THE taxpayer was put to unnecessary expense by a man who claimed hackers had put child sex abuse images on his devices.
But Aaron McHugh had the good sense to retract his not guilty pleas and admit his guilt, before being sentenced at Liverpool Crown Court on Monday.
Cheshire Police received information in April last year that an ‘xmaker2014’ Gmail address had uploaded suspected indecent images of children to a Dropbox account, explained Alaric Walmsley, prosecuting.
This email address was attributed to McHugh, who was arrested on April 6 by officers who searched his home.
They came across an iPhone and a laptop, with both submitted for a forensic analysis.
Following the search of his home, the defendant was interviewed by officers in the presence of his mother and a solicitor.
Here, he read from a prepared statement which declared that he had no knowledge of the images, and that he would be answering ‘no comment’ to all other questions, which he did.
Following an examination, authorities confirmed that incident material of children was found on both electronic devices.
In total, there were 39 images of children being sexually abused, 10 of which were graded in category A – the most severe category involving child rape – while 20 were category B and nine were category C.
On the iPhone, experts found three images at category C level in a Snapchat folder, but the court heard that these were inaccessible without sophisticated software.
More images were found in the cache of a Discord app, which were again inaccessible, but referenced sexual activity involving a 13-year-old child.
The court heard how the dates involved in possessing the material spanned back to May 2016, when now-21-year-old McHugh was aged just 15.
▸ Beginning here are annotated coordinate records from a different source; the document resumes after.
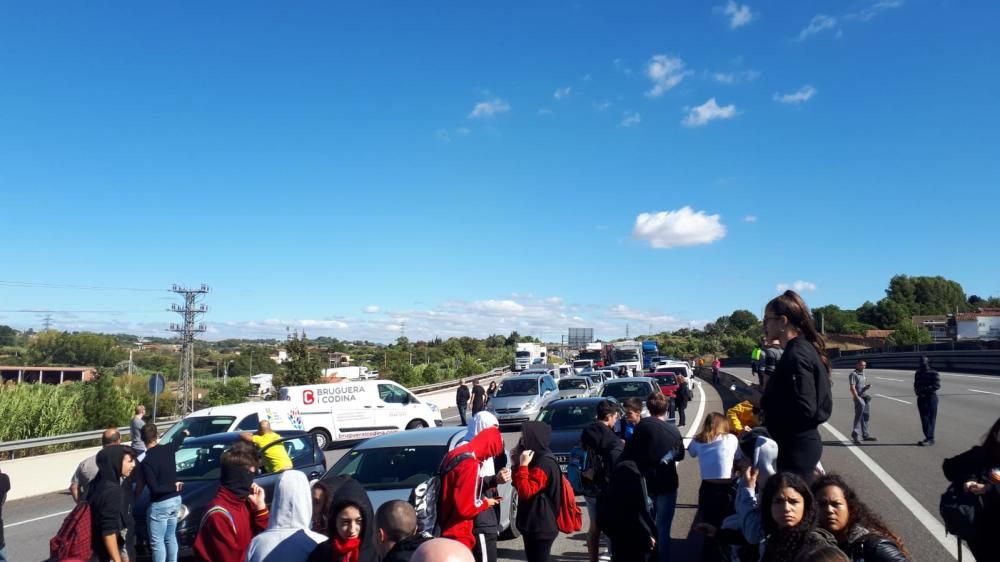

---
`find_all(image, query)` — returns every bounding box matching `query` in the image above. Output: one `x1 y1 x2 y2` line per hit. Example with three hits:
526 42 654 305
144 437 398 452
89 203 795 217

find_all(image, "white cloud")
646 55 691 98
714 0 754 29
621 111 640 127
775 281 816 293
774 84 816 105
799 14 837 41
632 206 726 249
681 98 736 127
469 98 510 119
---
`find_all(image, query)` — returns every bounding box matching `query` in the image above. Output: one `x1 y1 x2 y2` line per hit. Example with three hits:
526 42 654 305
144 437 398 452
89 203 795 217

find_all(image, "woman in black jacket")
761 291 833 482
943 418 1000 560
812 474 910 562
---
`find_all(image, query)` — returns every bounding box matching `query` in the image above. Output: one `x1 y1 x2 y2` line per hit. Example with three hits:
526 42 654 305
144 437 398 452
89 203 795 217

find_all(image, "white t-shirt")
688 433 740 480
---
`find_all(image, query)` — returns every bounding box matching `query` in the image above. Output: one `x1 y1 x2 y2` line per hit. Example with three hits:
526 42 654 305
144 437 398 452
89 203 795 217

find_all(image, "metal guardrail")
0 418 180 453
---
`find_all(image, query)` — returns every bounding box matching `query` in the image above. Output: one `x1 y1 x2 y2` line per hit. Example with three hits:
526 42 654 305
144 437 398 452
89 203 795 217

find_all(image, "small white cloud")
714 0 754 29
681 98 736 127
776 281 816 293
774 84 816 105
632 206 726 249
799 14 837 41
646 55 691 98
469 98 510 119
621 111 640 127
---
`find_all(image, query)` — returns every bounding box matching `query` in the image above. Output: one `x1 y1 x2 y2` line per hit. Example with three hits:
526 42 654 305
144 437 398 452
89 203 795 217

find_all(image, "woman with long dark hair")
760 472 836 562
943 418 1000 560
812 474 910 562
761 291 833 481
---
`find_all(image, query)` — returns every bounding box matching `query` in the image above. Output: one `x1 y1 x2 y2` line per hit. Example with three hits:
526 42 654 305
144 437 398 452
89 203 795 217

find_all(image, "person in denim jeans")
141 423 187 562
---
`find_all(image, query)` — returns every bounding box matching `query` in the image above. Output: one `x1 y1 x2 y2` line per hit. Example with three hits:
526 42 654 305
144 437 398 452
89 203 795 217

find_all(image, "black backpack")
939 482 983 541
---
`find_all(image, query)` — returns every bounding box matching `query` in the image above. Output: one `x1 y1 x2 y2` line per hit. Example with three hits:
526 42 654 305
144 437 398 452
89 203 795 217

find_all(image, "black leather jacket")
840 527 909 562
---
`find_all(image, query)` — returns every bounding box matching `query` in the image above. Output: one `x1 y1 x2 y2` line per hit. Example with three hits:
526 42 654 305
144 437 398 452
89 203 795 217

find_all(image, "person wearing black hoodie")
308 476 379 562
511 421 562 562
87 445 136 562
580 400 625 562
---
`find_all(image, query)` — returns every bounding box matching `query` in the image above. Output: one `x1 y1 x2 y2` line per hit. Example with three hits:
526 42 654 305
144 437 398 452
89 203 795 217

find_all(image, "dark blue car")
133 431 326 560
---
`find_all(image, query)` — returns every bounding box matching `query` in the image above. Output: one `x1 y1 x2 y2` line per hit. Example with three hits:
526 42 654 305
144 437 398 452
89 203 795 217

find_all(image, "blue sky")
0 0 1000 341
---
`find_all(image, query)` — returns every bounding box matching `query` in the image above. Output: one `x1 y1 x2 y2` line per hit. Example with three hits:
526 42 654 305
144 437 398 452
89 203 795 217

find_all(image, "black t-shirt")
472 384 486 409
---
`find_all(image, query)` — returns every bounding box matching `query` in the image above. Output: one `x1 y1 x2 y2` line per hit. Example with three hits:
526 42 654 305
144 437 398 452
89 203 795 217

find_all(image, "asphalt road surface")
3 369 1000 562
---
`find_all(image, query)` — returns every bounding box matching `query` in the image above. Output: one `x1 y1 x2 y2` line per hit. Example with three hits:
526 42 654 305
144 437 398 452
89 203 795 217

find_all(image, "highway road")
4 369 1000 562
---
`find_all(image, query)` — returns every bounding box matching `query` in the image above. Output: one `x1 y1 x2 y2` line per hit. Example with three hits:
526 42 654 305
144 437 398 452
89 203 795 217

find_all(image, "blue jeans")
653 492 677 562
146 496 181 562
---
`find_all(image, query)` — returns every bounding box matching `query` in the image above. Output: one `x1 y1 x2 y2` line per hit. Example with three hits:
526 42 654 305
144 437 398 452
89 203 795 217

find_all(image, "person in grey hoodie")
247 470 326 562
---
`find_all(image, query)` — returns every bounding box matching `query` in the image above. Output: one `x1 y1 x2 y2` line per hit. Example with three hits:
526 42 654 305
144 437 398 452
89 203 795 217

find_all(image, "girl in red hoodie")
194 442 269 562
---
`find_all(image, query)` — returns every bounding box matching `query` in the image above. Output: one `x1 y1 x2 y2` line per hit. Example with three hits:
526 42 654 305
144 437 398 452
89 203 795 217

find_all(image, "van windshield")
497 378 538 397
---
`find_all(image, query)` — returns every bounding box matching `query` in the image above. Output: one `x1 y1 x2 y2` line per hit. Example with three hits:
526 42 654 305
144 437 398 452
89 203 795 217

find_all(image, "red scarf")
330 534 361 562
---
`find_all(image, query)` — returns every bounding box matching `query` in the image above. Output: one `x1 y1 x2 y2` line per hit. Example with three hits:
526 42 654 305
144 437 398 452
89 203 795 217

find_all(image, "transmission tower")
170 283 208 416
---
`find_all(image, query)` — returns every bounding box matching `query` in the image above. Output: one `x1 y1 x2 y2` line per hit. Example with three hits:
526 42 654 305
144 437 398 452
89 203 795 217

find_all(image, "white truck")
511 343 545 371
614 340 642 376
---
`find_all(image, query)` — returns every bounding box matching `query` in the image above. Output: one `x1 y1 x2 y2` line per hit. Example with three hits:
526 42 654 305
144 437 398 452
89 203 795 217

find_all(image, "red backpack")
49 502 94 562
556 475 583 535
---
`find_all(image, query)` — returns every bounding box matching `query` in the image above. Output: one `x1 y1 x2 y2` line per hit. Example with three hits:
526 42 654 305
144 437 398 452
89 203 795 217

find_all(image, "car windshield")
497 378 538 397
559 379 587 390
160 416 236 445
653 373 677 386
323 445 448 491
601 381 652 402
538 405 597 430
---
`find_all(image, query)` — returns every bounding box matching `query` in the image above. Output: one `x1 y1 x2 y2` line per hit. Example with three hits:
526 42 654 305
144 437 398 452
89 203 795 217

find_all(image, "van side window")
236 414 260 431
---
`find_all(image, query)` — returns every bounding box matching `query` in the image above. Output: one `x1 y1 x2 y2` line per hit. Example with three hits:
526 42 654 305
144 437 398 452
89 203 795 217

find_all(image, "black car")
133 431 326 560
537 397 614 470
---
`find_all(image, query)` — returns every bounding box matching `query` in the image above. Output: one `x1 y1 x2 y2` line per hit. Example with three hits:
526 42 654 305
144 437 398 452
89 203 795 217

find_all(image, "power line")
0 280 163 293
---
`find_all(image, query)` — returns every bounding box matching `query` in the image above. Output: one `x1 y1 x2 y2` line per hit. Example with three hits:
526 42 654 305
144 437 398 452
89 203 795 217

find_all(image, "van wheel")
499 486 521 541
309 429 333 451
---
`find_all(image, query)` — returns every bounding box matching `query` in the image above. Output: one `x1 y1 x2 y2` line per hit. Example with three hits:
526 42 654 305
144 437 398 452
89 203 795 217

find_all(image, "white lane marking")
875 394 913 406
823 423 972 560
684 381 705 448
4 509 73 529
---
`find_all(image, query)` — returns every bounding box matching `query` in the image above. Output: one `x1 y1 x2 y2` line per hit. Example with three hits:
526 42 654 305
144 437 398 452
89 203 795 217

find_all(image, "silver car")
320 427 518 540
487 373 559 425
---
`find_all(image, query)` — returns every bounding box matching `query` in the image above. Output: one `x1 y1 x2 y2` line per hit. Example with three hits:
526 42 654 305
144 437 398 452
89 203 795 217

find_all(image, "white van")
280 380 444 448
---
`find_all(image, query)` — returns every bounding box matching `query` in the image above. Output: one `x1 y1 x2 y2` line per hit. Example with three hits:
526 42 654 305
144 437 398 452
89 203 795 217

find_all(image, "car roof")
355 426 466 451
183 430 309 449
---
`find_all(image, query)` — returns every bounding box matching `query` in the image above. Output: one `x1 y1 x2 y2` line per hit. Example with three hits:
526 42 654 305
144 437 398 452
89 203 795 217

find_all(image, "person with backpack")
306 477 379 562
458 412 511 562
87 445 138 562
942 418 1000 561
761 291 833 482
437 420 503 550
194 441 270 562
580 400 625 562
622 392 684 562
913 355 941 447
812 474 910 562
511 421 563 562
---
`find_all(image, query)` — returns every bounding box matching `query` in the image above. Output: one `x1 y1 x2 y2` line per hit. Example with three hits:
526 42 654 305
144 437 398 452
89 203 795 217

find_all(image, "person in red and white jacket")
194 442 270 562
438 427 503 551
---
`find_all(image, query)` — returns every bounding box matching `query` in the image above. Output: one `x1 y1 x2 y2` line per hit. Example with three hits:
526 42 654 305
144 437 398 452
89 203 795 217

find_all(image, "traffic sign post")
149 373 166 422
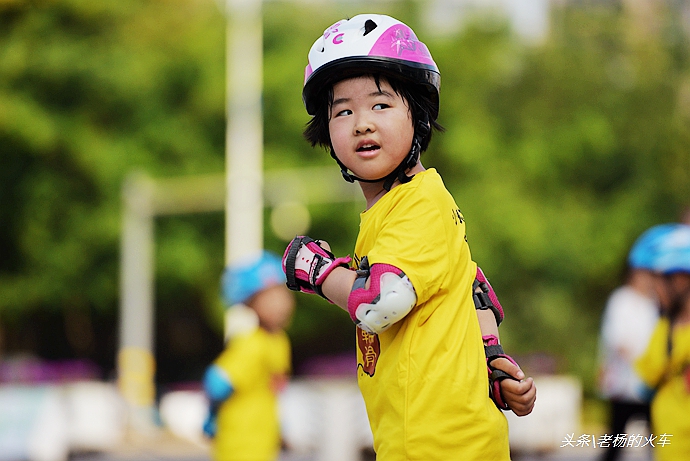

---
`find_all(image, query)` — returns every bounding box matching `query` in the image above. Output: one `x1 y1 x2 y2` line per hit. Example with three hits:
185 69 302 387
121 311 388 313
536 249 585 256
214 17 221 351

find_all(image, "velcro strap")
490 367 515 381
283 239 302 291
484 344 505 362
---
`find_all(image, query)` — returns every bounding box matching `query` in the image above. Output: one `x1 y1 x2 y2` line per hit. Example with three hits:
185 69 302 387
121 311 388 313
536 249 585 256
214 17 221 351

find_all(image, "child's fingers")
491 357 525 381
501 378 537 416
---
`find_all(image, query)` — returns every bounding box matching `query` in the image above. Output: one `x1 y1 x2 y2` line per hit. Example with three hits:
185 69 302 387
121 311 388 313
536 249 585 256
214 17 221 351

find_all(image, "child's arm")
472 267 537 416
203 365 234 438
283 237 417 334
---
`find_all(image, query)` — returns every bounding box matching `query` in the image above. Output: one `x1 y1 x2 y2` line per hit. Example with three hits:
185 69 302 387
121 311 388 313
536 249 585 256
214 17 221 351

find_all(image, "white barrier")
0 382 125 461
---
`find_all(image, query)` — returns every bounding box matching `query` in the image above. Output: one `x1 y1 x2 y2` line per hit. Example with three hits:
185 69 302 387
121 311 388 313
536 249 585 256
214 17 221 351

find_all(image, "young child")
283 14 536 461
203 252 295 461
599 229 660 461
637 224 690 461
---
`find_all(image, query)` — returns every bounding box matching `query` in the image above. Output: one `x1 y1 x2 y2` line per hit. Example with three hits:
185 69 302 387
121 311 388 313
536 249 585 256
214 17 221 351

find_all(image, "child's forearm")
321 267 357 312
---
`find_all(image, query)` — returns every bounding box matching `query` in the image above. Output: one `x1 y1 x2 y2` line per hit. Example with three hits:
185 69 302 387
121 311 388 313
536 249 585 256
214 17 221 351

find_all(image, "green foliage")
0 0 690 385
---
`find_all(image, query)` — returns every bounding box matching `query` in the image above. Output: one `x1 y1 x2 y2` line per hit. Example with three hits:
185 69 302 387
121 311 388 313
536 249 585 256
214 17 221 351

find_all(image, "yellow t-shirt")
636 318 690 461
213 328 290 461
355 169 510 461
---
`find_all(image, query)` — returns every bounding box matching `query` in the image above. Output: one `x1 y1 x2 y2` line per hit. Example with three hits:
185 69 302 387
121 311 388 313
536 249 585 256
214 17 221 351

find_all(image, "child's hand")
491 357 537 416
283 236 351 300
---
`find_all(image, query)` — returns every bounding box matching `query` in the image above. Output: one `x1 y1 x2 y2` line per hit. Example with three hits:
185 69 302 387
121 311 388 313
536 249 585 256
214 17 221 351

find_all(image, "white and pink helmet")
302 14 441 119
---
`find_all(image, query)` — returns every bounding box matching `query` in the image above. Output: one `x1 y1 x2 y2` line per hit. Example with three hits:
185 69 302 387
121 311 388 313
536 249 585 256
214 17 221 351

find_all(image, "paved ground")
70 433 651 461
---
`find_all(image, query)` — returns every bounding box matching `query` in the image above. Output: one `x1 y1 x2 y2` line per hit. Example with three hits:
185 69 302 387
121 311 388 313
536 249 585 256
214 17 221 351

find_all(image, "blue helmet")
221 251 285 307
655 224 690 274
628 224 678 271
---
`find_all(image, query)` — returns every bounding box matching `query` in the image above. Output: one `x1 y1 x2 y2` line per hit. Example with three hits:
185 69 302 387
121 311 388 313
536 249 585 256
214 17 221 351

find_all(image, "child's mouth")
357 144 380 152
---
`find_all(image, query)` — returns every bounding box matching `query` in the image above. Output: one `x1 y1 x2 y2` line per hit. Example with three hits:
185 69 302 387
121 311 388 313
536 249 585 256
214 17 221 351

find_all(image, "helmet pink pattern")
302 14 440 115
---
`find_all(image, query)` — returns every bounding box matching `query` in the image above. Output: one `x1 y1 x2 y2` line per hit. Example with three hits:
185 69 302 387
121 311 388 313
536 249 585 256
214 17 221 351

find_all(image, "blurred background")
0 0 690 459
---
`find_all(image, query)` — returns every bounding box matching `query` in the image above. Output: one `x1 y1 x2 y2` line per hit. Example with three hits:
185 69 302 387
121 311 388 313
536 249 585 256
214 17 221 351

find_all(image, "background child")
204 252 294 461
283 15 536 461
637 224 690 461
599 228 660 461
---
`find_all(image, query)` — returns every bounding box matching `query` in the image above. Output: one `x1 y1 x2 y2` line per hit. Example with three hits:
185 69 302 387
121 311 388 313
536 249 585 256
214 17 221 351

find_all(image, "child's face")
328 77 414 179
248 285 295 332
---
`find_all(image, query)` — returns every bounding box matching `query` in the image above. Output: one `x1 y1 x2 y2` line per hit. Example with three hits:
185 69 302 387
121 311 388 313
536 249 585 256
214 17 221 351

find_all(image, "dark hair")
304 72 444 152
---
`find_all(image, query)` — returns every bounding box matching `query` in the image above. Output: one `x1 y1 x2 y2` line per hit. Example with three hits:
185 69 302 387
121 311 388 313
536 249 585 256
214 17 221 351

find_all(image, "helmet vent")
364 19 377 35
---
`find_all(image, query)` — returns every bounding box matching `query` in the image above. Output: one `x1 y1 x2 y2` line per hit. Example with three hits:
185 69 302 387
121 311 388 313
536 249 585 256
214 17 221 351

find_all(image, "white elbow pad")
348 264 417 334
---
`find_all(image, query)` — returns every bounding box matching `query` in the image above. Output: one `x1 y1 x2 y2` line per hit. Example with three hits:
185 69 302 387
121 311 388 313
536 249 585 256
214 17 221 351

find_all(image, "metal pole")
225 0 263 265
117 175 155 434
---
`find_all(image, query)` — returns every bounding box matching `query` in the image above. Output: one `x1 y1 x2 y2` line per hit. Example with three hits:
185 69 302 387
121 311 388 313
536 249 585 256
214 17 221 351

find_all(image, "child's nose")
355 116 374 134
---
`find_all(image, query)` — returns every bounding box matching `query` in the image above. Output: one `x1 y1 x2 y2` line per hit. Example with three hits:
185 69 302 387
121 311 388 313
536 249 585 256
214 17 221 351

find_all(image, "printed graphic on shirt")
357 328 381 376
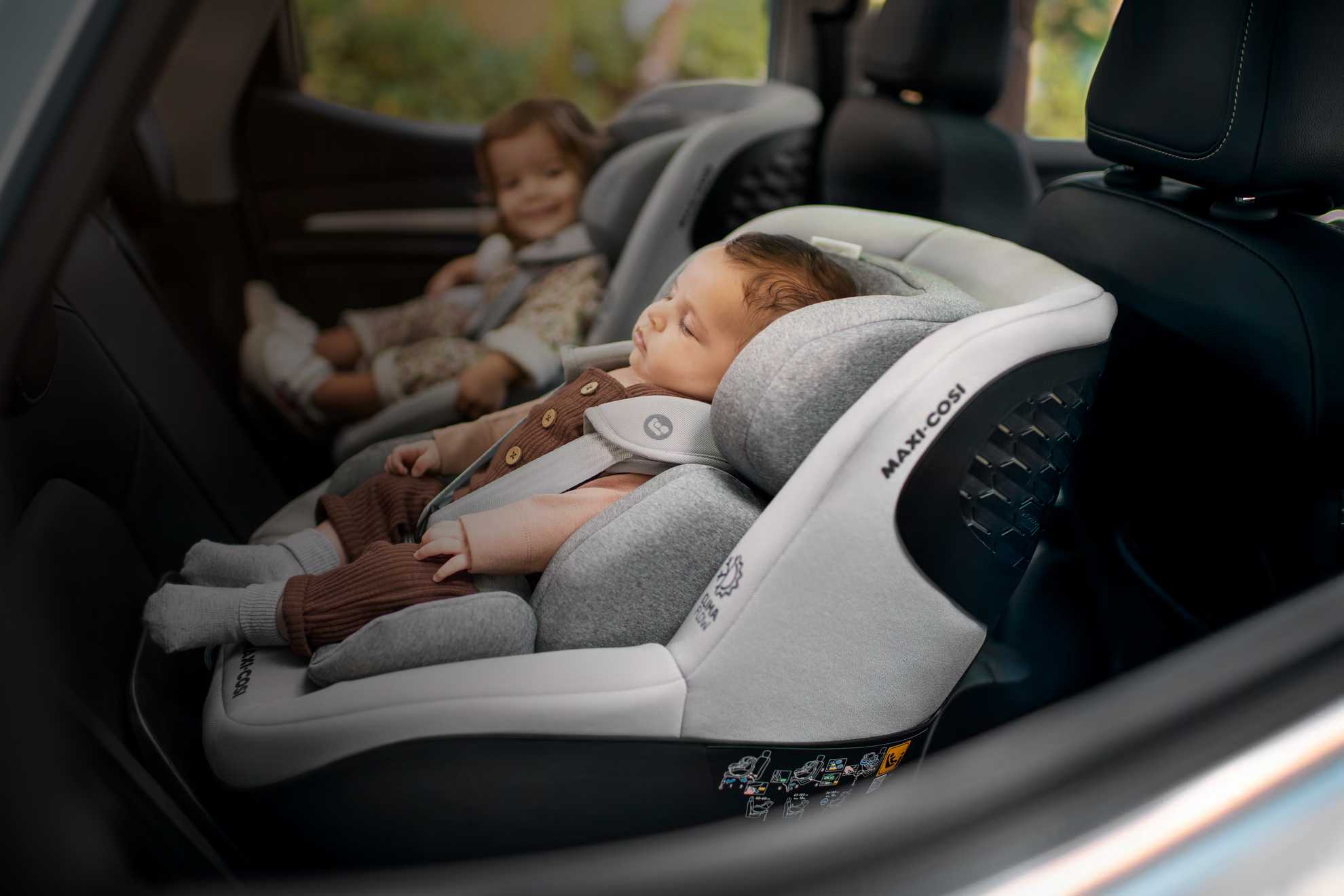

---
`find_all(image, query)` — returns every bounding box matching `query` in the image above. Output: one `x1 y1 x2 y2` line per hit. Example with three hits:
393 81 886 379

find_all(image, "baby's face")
631 246 755 402
485 124 583 243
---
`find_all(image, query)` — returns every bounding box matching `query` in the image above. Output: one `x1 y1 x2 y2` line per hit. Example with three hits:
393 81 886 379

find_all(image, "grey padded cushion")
532 464 765 653
711 263 986 494
326 432 434 494
579 128 691 265
307 591 536 686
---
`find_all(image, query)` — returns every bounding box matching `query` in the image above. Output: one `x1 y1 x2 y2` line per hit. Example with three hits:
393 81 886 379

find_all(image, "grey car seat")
333 81 821 462
187 207 1114 861
1030 0 1344 668
821 0 1041 240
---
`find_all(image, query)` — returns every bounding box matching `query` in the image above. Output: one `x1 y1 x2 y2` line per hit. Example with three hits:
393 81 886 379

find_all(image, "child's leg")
310 371 384 420
317 473 443 560
181 529 341 589
340 294 472 357
181 473 442 589
313 325 365 371
280 542 476 657
144 542 476 657
370 336 491 405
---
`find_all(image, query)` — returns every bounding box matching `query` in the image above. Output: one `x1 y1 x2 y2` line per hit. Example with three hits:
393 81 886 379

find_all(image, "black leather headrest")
859 0 1012 114
1087 0 1344 200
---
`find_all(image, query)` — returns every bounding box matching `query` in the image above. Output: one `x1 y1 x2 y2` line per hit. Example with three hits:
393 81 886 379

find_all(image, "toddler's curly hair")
476 99 608 200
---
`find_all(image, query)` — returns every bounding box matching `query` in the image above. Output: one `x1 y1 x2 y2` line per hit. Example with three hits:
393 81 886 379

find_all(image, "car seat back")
206 207 1114 787
587 81 821 346
821 0 1039 240
1030 0 1344 668
332 81 820 464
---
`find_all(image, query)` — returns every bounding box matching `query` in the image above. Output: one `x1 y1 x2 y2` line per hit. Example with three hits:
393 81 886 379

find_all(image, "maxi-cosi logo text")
882 383 967 480
695 553 742 631
234 648 257 697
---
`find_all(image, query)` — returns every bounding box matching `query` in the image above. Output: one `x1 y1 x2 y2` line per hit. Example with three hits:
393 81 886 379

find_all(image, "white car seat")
332 81 821 464
189 206 1115 863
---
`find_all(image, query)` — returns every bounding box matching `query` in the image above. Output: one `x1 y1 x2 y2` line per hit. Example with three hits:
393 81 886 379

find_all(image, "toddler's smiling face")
485 124 583 243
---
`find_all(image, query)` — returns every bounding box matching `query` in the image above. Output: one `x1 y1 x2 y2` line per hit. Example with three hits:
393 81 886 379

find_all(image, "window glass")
1026 0 1119 140
295 0 769 122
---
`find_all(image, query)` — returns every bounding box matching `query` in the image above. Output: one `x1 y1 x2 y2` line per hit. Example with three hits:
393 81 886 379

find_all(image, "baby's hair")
723 232 857 341
476 99 606 199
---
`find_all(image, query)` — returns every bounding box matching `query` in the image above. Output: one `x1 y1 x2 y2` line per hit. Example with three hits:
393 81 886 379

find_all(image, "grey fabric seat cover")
532 464 766 652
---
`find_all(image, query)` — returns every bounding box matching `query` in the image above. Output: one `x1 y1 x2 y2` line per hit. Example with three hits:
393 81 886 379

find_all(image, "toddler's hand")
383 439 439 476
457 352 523 420
415 520 472 582
425 254 476 295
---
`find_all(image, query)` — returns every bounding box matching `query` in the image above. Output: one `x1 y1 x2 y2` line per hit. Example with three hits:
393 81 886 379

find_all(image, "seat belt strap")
415 395 731 539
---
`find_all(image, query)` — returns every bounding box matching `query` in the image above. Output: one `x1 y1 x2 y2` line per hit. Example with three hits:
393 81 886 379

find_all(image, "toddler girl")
144 234 855 657
240 99 608 431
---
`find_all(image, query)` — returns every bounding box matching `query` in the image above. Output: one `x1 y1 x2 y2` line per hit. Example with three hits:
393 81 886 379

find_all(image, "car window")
0 0 114 247
1024 0 1119 140
293 0 769 122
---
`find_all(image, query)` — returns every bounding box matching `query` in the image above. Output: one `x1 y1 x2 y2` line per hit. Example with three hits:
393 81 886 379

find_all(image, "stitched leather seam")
1066 183 1320 435
1087 0 1255 161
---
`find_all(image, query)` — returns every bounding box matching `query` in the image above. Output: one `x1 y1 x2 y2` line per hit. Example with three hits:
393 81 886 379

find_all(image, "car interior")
0 0 1344 892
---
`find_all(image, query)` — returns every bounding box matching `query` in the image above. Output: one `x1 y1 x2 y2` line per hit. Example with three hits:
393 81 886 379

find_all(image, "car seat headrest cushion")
711 257 986 494
579 128 691 265
1087 0 1344 200
859 0 1013 115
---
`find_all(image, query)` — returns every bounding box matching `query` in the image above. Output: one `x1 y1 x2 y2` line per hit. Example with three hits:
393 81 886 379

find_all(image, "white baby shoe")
238 324 336 435
243 280 321 346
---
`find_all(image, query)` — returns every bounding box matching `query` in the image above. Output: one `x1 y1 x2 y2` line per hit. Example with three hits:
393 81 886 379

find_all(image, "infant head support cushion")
712 258 985 494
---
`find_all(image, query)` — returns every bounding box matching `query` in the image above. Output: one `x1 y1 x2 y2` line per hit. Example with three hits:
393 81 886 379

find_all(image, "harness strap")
415 395 731 539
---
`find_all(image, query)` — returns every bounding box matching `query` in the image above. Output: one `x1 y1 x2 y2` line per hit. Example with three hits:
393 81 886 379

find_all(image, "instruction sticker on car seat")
709 732 925 822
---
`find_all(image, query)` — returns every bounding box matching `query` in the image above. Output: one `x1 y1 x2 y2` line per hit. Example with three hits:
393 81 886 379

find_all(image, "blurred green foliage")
1026 0 1119 140
295 0 769 122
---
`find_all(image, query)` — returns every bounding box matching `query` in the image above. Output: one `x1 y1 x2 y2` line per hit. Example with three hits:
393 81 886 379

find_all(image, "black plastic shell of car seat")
895 343 1109 629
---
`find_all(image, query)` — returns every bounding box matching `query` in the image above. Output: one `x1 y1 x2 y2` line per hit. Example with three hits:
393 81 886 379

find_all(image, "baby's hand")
415 520 472 582
383 439 439 476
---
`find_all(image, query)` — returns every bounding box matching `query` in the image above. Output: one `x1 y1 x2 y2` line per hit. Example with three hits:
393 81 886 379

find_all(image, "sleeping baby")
144 232 855 657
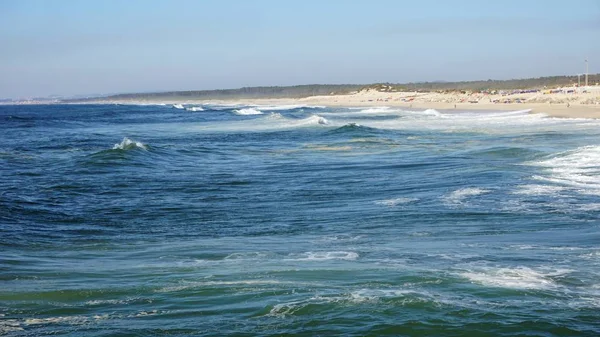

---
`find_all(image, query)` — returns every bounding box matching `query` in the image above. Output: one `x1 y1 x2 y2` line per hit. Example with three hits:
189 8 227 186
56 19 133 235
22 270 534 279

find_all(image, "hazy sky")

Following the examination, the defendant was interviewed again on December 11 last year, where he ‘exercised his right to remain silent’.
But he was subsequently charged with three counts of making indecent images of children by downloading them and one of possessing a prohibited image of a child.
He initially denied the offences before Warrington Magistrates’ Court and the case was sent to the crown court for trial, after he claimed that his devices had been ‘hacked’.
A trial date was set for February next year, but in August he changed his pleas to guilty on all counts.
Mr Walmsley revealed that McHugh has no previous convictions, cautions or warnings on his record.
In mitigation, defence barrister Carmel Wilde said: “This is a young man who has never been before the court before.
“The offences were committed between the ages of 15 and 20, against a backdrop of being mentally abused by his stepfather.
“He was associating with the wrong crowd and was the victim of bullying throughout secondary school. He was in a wrong place, a dark place.”
It was said that with this ‘wrong crowd’, he was abusing nitrous oxide in balloons and cannabis ‘laced with goodness knows what’.
She said that her client is working in a bar in Warrington and needs to address the underlying issues in his offending, which he would be willing to do through a court order.
Before sentencing, judge Ian Harris said: “The offences are serious as, without members of the public willing to make images and distribute them, there would be no market for the indefensible abuse of children.
“Without people like you, there would be no market for this toxic trade. On a daily basis, children are being abused to feed businesses trading in this dreadful abuse.”
Judge Harris accepted ‘no doubt’ that the defendant’s background ‘had an impact on his offending behaviour’.
“The case crosses the custody threshold, but given the mitigation, I believe in trying to assist you in staying out of trouble instead of sending you to custody,” he added.
McHugh, of Robson Grove in Fairfield, was handed a two-year community order, including 20 rehabilitation activity requirement days, the Building Choices programme and 150 hours of unpaid work.
He was also told he must sign the sex offender register and abide by the terms of a sexual harm prevention order, both for the next five years.
In addition, orders were approved to deprive the defendant of his laptop and iPhone.
On McHugh’s initial denial of the offences, Judge Harris commented: “You initially pleaded not guilty and claimed that your computer had been hacked.
“You put the prosecution to unnecessary expense because of your failure to admit these matters in the lower court, so there will be a costs order.”
Despite an application by the prosecution for court costs in excess of £1,000, the defendant was ordered to repay £500.